Calculate the pH of 0.005mol/dm-³ tetraoxosulphate (vi)

We need to know the dissociation of tetraoxosulphate (vi) ion, also known as sulphuric acid (H2SO4):

H2SO4 ⇌ H+ + HSO4-

Since HSO4- is still an acid, we need to dissociate it again:

HSO4- ⇌ H+ + SO4²-

Now we can write the equilibrium expression for the dissociation of H2SO4:

Kw = [H+][HSO4-] / [H2SO4]

where Kw is the ion product constant of water (10^-14)

Since we know that [H2SO4] is 0.005 mol/dm³, we can assume that [H+] = [HSO4-] (because HSO4- does not dissociate appreciably at this concentration).
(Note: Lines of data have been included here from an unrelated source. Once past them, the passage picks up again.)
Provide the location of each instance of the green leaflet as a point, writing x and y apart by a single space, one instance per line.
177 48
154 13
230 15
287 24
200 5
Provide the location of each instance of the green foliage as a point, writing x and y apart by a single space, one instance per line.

Therefore:

Kw = [H+]² / 0.005

Solving for [H+], we get:

[H+] = √(Kw x 0.005)

[H+] = √(10^-14 x 0.005)

[H+] = 7.07 x 10^-8 mol/dm³

Taking the negative logarithm of [H+], we get the pH:

pH = -log[H+]

pH = -log(7.07 x 10^-8)

pH = 7.15 (rounded to two decimal places)

Therefore, the pH of 0.005mol/dm-³ tetraoxosulphate (vi) is 7.15.